Funded by the Bill & Melinda Gates Foundation, this program promotes access to family planning choices in West African countries by supporting the introduction and scale-up of subcutaneous depot-medroxyprogesterone acetate (DMPA-SC). DMPA-SC is an innovative injectable contraceptive—also known as Sayana® Press—that can dramatically expand access and choice for women. Jhpiego is enhancing ongoing efforts of the Access Collaborative by strengthening health systems to accelerate introduction and scale-up of DMPA-SC in several West African countries, including Côte d’Ivoire.
Impact Malaria is a global project of the U.S. President’s Malaria Initiative to reduce mortality and morbidity caused by malaria. Implemented by a consortium of organizations led by PSI, the project is funded by the U.S. Agency for International Development. In close collaboration with the country’s National Malaria Control Program, other sections of the Ministry of Health and various implementing partners, Impact Malaria is designed to improve malaria service delivery via the following objectives: 1) improve the quality of and access to malaria case management and prevention of malaria in pregnancy; 2) improve the quality of and access to other malaria drug-based approaches and provide support to pilot/scale up newer malaria drug-based approaches; and 3) provide global technical leadership, support operational research and advance program learning.
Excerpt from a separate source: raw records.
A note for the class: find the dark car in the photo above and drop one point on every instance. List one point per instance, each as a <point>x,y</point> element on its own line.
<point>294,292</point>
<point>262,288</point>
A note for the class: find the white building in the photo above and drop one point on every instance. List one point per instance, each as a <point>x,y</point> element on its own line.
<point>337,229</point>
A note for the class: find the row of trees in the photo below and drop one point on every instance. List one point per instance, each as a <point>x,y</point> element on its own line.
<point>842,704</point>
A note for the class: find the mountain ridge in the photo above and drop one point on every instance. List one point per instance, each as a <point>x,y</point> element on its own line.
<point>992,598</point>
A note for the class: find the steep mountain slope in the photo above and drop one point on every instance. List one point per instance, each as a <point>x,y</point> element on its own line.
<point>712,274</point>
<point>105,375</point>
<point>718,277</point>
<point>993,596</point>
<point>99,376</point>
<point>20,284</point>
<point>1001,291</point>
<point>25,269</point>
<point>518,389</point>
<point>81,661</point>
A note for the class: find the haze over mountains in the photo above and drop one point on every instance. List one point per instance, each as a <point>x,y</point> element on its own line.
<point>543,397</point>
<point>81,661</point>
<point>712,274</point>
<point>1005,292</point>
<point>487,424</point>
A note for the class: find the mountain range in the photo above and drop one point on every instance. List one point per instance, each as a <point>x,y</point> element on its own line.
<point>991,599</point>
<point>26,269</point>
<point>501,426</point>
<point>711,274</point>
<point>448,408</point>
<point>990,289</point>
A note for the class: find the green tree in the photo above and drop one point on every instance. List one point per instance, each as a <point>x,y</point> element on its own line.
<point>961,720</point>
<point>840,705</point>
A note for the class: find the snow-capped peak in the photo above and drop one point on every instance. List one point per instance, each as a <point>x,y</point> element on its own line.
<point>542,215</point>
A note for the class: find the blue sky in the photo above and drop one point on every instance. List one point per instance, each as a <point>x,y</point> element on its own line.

This multi-country project—funded by Gavi, the Vaccine Alliance—targets several African countries. The overarching project goal is to support Ministries of Health with their national vaccination rollout, contributing to the elimination of cervical cancer in the targeted countries by achieving an equitable coverage rate of at least 70% among eligible girls by 2030. To reach this goal, Jhpiego is linking secondary prevention of cervical cancer (i.e., screening for cervical cancer) to primary prevention efforts (i.e., HPV vaccination)—and vice versa. To achieve equitable coverage, Jhpiego is using a multipronged approach to reach in- and out-of-school girls through activities such as school-based campaigns and community-based campaigns to reach out-of-school youth. This multipronged approach focuses on four areas: 1) community engagement with stakeholders and beneficiaries for social mobilization; 2) capacity development of health care providers; 3) vaccination integration into existing programs for adolescent/school health; and 4) ensuring high-quality HPV vaccination services.